А Молотов говорил плохо. Слышно было, что он даже не говорил, а читал. Да и читал, запинаясь. Никогда не мог произнести «наша страна» и даже «Советский Союз» без дурацкой паузы между словами. Перемежал официальный тон дипломатического заявления мальчишескими обзывалками – «разбойничье нападение», «состряпать», «зазнавшийся враг»… Посреди речи стал вдруг рассказывать, как под утро приходил к нему немецкий посол Шуленбург и объявил войну за то, что Красная Армия слишком сосредоточилась на немецких границах, а он, дескать, Молотов возражал Шуленбургу, что ни разу ведь Германия не предъявляла по этому поводу претензий. Как нашкодивший мальчишка. Наша земля, наши войска, где хотим, там и размещаем, – зачем же оправдываться?

И голос у него был какой-то мальчишеский, тонкий и вздорный. Таким голосом неубедительно получалось говорить: «Наше дело правое, враг будет разбит, победа будет за нами». Разве так произнес бы эти слова товарищ Сталин?

Тем не менее все вокруг Нины поднялись.
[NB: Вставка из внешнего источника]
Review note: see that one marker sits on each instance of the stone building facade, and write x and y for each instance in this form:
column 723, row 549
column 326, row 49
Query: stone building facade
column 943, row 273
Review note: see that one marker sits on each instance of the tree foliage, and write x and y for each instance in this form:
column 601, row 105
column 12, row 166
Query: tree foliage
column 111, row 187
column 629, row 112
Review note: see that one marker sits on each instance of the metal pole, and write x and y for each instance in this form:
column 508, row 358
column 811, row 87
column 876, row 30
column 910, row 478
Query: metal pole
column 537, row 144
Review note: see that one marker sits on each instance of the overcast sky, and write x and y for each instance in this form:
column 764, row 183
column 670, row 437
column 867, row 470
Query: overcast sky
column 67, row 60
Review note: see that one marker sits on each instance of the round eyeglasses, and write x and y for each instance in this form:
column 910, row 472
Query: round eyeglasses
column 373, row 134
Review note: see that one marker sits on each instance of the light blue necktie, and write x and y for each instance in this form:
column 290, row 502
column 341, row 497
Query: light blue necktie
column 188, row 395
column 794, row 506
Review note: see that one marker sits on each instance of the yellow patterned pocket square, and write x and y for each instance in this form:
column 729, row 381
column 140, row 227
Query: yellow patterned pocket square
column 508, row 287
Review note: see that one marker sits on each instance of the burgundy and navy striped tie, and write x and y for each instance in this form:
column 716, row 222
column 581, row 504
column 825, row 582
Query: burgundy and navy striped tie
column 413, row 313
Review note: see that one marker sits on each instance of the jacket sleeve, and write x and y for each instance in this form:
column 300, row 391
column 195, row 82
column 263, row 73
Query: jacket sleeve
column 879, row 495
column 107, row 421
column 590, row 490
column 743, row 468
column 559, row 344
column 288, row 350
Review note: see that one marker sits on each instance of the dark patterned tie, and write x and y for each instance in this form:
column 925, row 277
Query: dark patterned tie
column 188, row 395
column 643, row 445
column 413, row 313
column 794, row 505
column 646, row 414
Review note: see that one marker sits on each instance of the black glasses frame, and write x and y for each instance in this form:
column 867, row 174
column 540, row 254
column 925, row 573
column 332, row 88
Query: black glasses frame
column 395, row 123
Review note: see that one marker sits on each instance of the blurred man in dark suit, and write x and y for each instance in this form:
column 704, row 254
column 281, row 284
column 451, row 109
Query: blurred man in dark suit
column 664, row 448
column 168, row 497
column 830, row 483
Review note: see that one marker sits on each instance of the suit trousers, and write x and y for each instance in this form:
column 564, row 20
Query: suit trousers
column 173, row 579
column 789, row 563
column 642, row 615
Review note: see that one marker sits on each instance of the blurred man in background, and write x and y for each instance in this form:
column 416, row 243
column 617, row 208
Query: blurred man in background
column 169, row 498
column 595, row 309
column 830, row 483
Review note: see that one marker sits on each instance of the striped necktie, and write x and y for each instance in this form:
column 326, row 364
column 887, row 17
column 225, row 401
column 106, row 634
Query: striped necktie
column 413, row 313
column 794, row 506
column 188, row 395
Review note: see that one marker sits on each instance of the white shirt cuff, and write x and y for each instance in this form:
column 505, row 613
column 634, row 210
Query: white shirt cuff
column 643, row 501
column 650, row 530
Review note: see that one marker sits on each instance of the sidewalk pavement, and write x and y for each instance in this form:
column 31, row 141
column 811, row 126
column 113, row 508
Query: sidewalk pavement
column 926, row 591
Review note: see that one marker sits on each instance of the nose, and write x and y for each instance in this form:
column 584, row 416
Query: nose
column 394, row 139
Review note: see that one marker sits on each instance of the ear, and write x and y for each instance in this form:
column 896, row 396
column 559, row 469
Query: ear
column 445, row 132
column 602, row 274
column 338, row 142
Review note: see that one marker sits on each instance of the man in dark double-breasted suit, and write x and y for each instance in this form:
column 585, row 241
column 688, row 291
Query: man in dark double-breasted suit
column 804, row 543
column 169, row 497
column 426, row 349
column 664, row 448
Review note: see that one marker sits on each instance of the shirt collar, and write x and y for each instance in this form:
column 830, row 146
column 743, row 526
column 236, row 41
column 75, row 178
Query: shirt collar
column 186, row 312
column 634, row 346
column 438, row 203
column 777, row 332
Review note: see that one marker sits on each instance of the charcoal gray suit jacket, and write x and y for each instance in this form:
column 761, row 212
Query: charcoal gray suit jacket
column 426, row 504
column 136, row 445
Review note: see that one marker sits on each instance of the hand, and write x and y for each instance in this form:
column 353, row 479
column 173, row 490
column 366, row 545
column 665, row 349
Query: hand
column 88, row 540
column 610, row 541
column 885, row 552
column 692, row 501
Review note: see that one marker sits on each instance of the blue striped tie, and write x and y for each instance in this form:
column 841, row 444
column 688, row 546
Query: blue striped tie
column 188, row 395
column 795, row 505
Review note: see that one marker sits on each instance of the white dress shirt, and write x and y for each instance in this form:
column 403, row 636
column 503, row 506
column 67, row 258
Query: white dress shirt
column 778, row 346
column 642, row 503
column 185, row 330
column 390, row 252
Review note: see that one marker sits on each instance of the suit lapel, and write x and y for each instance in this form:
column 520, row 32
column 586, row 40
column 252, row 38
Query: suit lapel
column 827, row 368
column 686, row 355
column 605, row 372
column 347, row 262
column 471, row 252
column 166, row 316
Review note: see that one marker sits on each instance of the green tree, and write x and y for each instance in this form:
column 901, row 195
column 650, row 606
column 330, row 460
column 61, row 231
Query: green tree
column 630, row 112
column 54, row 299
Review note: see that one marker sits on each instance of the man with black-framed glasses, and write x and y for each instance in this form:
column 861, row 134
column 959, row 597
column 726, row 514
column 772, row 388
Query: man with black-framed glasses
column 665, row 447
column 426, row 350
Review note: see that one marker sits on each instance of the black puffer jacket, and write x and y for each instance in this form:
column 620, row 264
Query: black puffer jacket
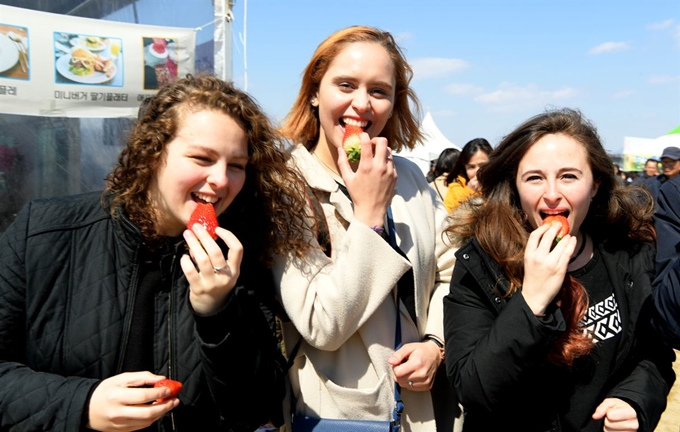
column 496, row 349
column 68, row 277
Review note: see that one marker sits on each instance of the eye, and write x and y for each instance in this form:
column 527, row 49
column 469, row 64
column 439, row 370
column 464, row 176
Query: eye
column 237, row 167
column 201, row 158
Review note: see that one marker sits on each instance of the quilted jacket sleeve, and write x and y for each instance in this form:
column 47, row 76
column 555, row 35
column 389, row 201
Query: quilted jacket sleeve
column 667, row 283
column 240, row 351
column 29, row 400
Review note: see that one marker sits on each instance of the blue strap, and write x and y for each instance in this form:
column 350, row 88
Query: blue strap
column 399, row 404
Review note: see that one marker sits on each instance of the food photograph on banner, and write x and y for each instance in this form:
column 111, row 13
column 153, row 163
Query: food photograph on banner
column 14, row 58
column 88, row 60
column 160, row 62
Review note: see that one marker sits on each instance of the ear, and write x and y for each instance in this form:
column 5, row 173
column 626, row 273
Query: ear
column 593, row 192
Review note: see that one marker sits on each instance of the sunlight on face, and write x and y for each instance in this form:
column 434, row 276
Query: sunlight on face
column 554, row 177
column 358, row 85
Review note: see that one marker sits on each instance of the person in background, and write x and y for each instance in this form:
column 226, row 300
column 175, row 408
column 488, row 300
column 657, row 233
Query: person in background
column 548, row 323
column 651, row 170
column 379, row 253
column 445, row 162
column 670, row 166
column 106, row 294
column 461, row 181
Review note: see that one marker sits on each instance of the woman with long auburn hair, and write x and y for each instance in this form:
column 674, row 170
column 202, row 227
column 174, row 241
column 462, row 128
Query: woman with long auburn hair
column 380, row 262
column 547, row 322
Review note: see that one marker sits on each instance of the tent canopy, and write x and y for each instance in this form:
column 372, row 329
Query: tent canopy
column 433, row 144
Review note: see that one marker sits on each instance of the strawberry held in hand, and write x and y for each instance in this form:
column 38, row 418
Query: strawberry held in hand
column 174, row 386
column 204, row 214
column 562, row 220
column 352, row 143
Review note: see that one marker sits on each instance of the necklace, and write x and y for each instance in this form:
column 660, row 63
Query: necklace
column 580, row 251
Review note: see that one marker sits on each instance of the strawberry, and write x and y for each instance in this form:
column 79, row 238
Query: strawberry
column 204, row 214
column 174, row 386
column 562, row 220
column 352, row 143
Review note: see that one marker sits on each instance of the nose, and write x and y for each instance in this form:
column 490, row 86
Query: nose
column 361, row 101
column 217, row 178
column 551, row 194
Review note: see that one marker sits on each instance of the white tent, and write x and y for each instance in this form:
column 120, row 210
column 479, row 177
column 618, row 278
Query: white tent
column 430, row 148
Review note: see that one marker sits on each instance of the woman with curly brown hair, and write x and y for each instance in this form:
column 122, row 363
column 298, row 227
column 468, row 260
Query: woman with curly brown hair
column 549, row 334
column 105, row 295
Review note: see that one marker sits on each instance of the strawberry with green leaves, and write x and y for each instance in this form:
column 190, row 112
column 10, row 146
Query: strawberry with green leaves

Все эти командиры стояли и слушали напряженно. Нина наконец сообразила, что это война. Ну и что что война? Только что было четыре войны. Финская была, Халхин-Гол, в Польшу вошли, в Бессарабию… Отличие этой войны, насколько понимала Нина, в том только и заключалось, что не мы напали освобождать народы и громить врага на его территории, а на нас напали. Но это ведь ничего. Отобьемся же, отбросим. Толик уйдет на войну, не будет таскать ее по футбольным матчам в выходном платье. И вообще в людях появится эта вот особенная собранность, необходимая во время войны. И может быть, экзамен по хирургии отменят, ведь армии нужны врачи, ведь перед Финской отменили же и без экзаменов дали Толику диплом, хотя он так и не пересдал химию, заваленную с позором.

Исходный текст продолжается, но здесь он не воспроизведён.